Она уставилась на пистолет, который он еще не выпустил из руки.

– Ты же знаешь, я не хочу, чтобы в нашем доме была эта дрянь. Трудно, что ли, оставить его на твоем паршивом участке?

Парк пристегнул кобуру с пистолетом к ремню на пояснице, где его было не видно.

– Роуз.

Жена опять вперилась в экраны.

– Да, что? Я тут пытаюсь работать, милый.

– Малышка плачет.

– Что?

– Малышка.

Ее палец щелкнул мышью, изображение на одном из экранов замерло, она подвинула зеленый бегунок внизу на долю миллиметра влево и отпустила кнопку, и скелеты снова заплясали для нее.

Она подняла на него глаза.

– О чем это ты?

Парк коснулся ее макушки, где вдоль пробора посередине пробивалась седина.

– Малышка, Роуз; она плачет. Она одна в доме, она плачет.

Когда лицо жены изменилось, это было похоже не столько на приподнятую вуаль, сколько на ныряльщика, который вынырнул на секунду, почувствовав, что не хватает кислорода, и после короткой передышки его снова утащило вниз.

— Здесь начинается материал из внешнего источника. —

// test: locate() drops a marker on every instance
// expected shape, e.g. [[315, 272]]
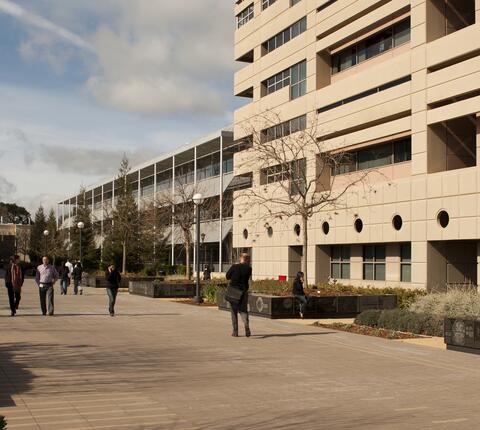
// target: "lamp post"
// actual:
[[198, 201], [80, 226], [45, 235]]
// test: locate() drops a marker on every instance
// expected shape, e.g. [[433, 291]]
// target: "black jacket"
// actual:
[[298, 288], [8, 274], [114, 278], [239, 275], [77, 273]]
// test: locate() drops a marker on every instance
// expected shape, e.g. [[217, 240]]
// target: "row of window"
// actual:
[[285, 128], [388, 38], [286, 35], [295, 76], [374, 262], [385, 154]]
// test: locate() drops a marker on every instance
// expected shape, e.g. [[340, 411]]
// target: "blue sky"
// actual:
[[82, 82]]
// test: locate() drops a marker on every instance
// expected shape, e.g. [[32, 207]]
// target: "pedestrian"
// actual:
[[113, 283], [299, 293], [14, 277], [46, 277], [207, 274], [77, 278], [237, 293], [64, 279]]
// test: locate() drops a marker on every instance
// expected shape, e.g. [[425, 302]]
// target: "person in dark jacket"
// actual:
[[239, 275], [14, 277], [113, 283], [64, 279], [299, 292], [77, 278]]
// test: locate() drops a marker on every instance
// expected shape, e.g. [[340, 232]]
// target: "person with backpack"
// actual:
[[77, 278], [14, 277], [113, 284], [237, 293], [299, 293]]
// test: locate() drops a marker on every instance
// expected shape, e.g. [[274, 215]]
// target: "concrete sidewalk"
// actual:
[[163, 365]]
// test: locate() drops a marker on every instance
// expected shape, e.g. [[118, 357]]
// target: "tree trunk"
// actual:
[[187, 259], [124, 257], [305, 249]]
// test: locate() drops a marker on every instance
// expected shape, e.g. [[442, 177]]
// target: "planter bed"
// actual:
[[157, 289], [270, 306], [369, 331], [462, 335]]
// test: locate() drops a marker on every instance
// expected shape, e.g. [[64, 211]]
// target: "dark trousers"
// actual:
[[242, 307], [303, 301], [46, 295], [112, 297], [13, 298]]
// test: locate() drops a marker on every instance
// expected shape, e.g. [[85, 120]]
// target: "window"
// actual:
[[267, 3], [295, 76], [284, 129], [340, 262], [286, 35], [244, 16], [406, 262], [374, 262], [383, 41], [365, 94], [385, 154]]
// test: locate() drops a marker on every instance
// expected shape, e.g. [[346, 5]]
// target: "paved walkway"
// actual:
[[169, 366]]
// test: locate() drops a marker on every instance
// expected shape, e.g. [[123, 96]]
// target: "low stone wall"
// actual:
[[162, 289], [318, 307]]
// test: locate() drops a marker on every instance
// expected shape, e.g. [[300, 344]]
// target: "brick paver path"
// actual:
[[162, 365]]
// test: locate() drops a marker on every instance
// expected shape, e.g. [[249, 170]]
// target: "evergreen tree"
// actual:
[[89, 252], [37, 239]]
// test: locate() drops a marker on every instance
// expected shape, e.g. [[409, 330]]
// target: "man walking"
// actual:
[[14, 277], [239, 276], [46, 277]]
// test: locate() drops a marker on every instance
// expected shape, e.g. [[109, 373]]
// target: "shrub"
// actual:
[[452, 304], [369, 317]]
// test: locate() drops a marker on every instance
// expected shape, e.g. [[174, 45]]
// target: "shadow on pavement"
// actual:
[[265, 336], [14, 377]]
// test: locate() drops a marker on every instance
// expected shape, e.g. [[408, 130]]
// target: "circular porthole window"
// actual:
[[325, 227], [358, 224], [443, 218], [397, 222], [297, 229]]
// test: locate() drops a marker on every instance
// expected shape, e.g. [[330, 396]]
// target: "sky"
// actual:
[[83, 82]]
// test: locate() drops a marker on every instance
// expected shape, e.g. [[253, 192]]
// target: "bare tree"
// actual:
[[297, 172], [183, 212]]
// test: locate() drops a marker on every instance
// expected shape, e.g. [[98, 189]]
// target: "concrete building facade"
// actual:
[[397, 85], [207, 165]]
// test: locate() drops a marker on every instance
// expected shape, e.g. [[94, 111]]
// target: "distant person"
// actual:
[[14, 277], [299, 292], [207, 273], [64, 279], [77, 278], [113, 283], [46, 277], [239, 275]]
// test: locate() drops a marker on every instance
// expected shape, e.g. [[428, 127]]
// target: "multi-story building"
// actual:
[[397, 85], [207, 165]]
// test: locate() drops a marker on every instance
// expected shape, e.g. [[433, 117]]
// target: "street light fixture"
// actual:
[[198, 201], [45, 235], [80, 226]]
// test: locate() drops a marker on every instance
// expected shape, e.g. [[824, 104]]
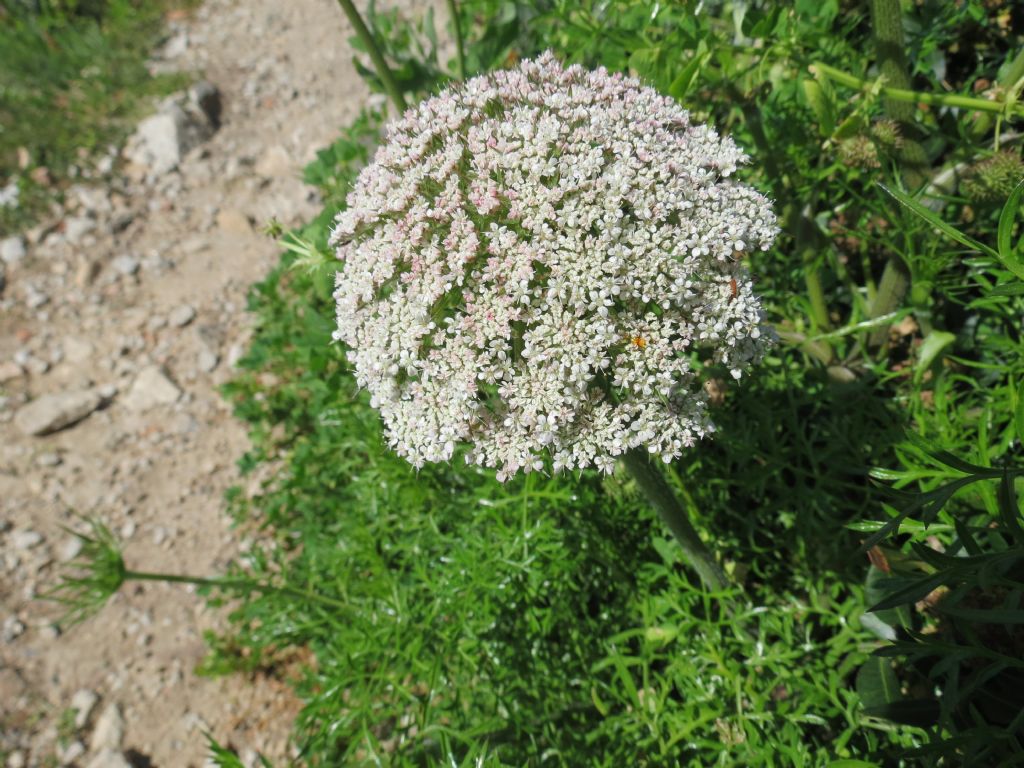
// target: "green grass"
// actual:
[[550, 621], [73, 81]]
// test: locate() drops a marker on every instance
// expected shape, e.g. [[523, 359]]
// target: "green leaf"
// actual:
[[684, 80], [1009, 510], [911, 593], [932, 218], [1004, 238], [821, 100], [877, 684], [930, 349], [1019, 413]]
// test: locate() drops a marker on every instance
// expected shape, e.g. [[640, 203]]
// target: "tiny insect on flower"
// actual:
[[505, 235]]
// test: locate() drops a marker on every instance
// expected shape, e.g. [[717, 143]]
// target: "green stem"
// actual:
[[383, 71], [460, 51], [888, 28], [242, 585], [933, 99], [662, 498]]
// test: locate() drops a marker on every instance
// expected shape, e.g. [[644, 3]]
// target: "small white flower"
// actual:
[[530, 262]]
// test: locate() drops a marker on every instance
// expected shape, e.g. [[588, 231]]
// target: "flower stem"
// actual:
[[460, 50], [383, 71], [240, 585], [662, 498], [919, 97]]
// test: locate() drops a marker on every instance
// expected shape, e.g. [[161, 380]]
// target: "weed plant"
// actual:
[[73, 78], [550, 621]]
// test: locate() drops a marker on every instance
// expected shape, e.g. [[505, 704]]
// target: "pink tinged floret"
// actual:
[[534, 217]]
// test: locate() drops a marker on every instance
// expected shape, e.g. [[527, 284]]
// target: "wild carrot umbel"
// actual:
[[534, 261]]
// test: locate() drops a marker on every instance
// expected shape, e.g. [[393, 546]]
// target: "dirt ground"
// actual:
[[130, 306]]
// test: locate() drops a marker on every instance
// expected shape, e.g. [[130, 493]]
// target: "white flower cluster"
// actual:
[[531, 263]]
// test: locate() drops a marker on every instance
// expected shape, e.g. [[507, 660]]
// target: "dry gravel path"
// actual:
[[134, 305]]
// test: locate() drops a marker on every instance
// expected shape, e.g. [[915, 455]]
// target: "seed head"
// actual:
[[532, 262]]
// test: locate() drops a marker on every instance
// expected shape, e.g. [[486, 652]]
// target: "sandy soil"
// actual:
[[136, 294]]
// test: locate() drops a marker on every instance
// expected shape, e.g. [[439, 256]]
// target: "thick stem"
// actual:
[[460, 50], [888, 28], [243, 585], [662, 498], [383, 71]]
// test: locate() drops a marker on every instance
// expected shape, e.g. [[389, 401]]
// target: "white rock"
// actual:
[[24, 540], [48, 459], [151, 388], [83, 701], [71, 754], [77, 349], [12, 250], [109, 759], [159, 142], [12, 629], [125, 264], [53, 412], [70, 550], [181, 315], [207, 360], [110, 730], [76, 227]]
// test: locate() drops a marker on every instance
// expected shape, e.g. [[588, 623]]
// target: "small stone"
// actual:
[[275, 163], [9, 371], [207, 360], [109, 759], [181, 315], [151, 388], [48, 460], [78, 350], [12, 629], [70, 549], [72, 753], [233, 222], [127, 265], [12, 250], [110, 730], [24, 540], [35, 299], [76, 227], [83, 701], [54, 412]]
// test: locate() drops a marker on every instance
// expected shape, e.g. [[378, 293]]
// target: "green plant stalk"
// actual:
[[243, 585], [915, 97], [383, 71], [460, 50], [888, 30], [1013, 75], [662, 498]]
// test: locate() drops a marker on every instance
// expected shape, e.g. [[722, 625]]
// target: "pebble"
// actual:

Парк смотрел, как память жены погружается и ее настоящее «я» всплывает на поверхность.

– Малышка. Господи. Черт. Давно? Черт, Парк, сколько ты еще собирался торчать со мной?

Роуз вскочила со своего монтажерского кресла, которое закрутилось на месте, и пошла к двери.

– Она плакала, когда ты вернулся? Я хочу сказать, почему ты не взял ее на руки, черт тебя побери?

– У меня пистолет.

Жена остановилась у двери.

– Ну конечно, у тебя пистолет. То есть, ну конечно, ты не можешь взять на руки плачущую дочь, потому что у тебя в руках пистолет.

– Я не люблю оставлять его нигде, кроме сейфа. И я не беру ее на руки, когда он при мне.

Жена повернулась.

– Тогда убери его. Выкинь свой чертов пистолет и брось свою чертову работу, возвращайся домой и будь со своей дочерью, пока весь мир к чертям не взорвется и ее уже не будет у тебя, скотина ты безмозглая!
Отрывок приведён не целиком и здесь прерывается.